A hatch Phaethon had not seen before now opened in a section of the deck. Beyond was a gangway leading down and out. Phaethon blinked in a splash of reflected sunlight shining up through the hatch from below. He smelled fresh tropic air, heavy with moisture and orchid-scents; he heard the noise of surf, the raw calls of seabirds.
"Wait," said Phaethon. "If I am not hallucinating, then there are agents from another star hunting me, then to send me out there, the one place all exiles go, is to send me to the one place where they will find me."

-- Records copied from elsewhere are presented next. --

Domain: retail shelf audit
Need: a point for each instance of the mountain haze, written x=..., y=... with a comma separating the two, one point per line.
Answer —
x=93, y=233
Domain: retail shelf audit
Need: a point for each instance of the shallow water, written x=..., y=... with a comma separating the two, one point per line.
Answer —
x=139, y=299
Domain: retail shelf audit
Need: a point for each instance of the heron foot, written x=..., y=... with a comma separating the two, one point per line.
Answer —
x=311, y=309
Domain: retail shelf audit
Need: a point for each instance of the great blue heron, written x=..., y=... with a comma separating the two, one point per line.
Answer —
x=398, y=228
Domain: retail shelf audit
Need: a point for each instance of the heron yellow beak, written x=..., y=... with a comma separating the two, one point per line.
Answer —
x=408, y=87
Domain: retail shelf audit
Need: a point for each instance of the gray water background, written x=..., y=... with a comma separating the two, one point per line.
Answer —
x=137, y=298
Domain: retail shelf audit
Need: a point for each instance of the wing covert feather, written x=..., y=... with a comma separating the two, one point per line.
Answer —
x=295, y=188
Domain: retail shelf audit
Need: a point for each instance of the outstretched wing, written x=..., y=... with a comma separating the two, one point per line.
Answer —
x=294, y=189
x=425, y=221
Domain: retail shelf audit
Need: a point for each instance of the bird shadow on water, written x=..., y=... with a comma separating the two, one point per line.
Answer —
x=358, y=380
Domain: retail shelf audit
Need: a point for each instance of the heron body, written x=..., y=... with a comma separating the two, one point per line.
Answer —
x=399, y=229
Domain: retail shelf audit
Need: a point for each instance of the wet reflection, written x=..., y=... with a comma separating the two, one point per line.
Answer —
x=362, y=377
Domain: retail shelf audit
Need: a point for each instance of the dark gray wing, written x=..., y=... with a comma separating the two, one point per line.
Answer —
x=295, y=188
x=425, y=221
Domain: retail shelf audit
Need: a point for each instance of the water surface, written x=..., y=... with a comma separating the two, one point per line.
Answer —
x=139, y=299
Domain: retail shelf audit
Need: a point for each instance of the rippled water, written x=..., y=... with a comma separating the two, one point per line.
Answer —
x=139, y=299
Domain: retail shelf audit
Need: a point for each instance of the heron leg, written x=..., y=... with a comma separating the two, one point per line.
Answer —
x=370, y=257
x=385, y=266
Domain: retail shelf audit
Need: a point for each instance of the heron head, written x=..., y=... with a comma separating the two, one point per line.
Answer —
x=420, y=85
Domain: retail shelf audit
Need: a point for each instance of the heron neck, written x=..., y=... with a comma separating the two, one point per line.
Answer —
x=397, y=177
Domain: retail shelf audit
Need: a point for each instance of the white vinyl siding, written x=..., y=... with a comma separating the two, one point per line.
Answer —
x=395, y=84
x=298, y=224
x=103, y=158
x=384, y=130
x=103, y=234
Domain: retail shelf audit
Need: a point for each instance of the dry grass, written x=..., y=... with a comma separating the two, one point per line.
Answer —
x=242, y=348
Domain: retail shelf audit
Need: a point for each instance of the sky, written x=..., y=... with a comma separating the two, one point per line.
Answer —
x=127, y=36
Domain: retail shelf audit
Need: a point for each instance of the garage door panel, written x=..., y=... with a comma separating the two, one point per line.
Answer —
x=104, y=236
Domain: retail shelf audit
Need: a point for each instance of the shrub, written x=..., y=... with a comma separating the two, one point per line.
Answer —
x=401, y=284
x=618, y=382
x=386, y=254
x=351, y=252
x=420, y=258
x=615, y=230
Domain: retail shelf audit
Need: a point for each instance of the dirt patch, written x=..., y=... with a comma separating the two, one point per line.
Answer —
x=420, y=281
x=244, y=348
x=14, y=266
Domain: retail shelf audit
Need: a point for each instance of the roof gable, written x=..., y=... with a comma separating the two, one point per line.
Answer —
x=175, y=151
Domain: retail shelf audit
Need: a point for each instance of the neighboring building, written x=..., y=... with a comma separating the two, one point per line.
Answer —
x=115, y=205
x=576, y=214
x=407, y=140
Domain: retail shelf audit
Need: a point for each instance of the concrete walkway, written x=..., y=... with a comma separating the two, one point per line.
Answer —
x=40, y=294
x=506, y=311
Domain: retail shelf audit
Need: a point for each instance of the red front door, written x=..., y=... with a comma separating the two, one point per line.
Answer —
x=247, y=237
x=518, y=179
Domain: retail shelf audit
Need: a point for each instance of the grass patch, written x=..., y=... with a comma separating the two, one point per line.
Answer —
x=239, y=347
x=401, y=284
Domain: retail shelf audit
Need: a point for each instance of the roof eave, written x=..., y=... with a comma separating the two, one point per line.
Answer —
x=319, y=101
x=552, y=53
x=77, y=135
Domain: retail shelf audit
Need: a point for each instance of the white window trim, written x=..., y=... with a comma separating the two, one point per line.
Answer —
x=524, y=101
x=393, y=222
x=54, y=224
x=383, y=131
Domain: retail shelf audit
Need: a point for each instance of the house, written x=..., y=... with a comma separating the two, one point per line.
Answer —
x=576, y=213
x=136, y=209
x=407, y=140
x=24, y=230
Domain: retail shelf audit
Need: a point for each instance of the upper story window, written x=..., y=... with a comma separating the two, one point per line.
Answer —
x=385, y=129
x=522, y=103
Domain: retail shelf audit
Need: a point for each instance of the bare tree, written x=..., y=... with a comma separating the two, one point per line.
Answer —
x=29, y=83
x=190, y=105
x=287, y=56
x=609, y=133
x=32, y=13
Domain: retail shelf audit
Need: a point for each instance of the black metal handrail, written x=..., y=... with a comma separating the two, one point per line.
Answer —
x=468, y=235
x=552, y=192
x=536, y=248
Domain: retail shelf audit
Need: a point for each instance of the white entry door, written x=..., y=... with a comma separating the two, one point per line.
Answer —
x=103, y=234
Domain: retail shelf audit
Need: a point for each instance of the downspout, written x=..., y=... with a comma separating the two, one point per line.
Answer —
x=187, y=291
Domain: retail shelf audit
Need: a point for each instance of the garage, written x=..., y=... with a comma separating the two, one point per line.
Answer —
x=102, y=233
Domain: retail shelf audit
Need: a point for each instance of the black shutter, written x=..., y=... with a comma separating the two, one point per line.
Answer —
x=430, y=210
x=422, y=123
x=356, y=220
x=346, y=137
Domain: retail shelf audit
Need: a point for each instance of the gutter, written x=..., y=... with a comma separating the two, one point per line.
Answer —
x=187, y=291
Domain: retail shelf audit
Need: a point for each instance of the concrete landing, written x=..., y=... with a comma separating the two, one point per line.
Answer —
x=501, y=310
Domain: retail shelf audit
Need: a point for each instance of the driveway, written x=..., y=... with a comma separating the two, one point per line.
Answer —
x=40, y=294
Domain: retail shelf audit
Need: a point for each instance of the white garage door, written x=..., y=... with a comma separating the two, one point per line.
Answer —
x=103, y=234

"I have very ancient privileges, which even the formation-draft of the Foederal Oecumenical Commonwealth Constitutional Logic recognizes. It is called a grandfather clause. Legal rights that existed from before the Oecumene are stiD recognized by the Oecumene. An historical curiosity, is it not? The movements of my airships are surrounded by privacy; I cannot be traced, except at court order, and I fly below the levels air-traffic control requires. I am well-known in Kisumu; I have flown the routes to Quito and Samarinda for a thousand years. Any housecoater or perigrinator of the street could point my ship out, and know I can move unnoticed. You understand? That is why the Deep Ones patronize me. They wish for privacy as well. Until and unless you give yourself away, such as, for example, by logging on to the mentality, you should be safe here from your imaginary foes."
Phaethon stepped over to the hatch, but turned, and spoke over his shoulder. "You said there was one thing even worse than war, a thing so terrible that even war is tolerable by contrast. What is it?"
"Defeat." And a robotic arm came from the wall, took Phaethon by the shoulder, and thrust him stumbling down the gangway. Sunlight blinded him. His hands and knees struck the open grillwork floor of the docking tower with a clash of noise. The shadow of the airship passed over him. He rose to his feet and looked up in time to see the huge cylindrical machine rise up out of reach, abandoning him.
Phaethon was again alone.
Through the mesh and underfoot, Phaethon could see lush greenery, a reach of rocky sand and beach, and, beyond that, an ocean blackened with nanomachinery, crowded with false-trees. To the opposite side, away from the beach, were a cluster of spiral pearly growths, domes and towers of spun diamond, buildings like coral or like nautilus shells. These were the organic seashell shapes of the Standard Aesthetic.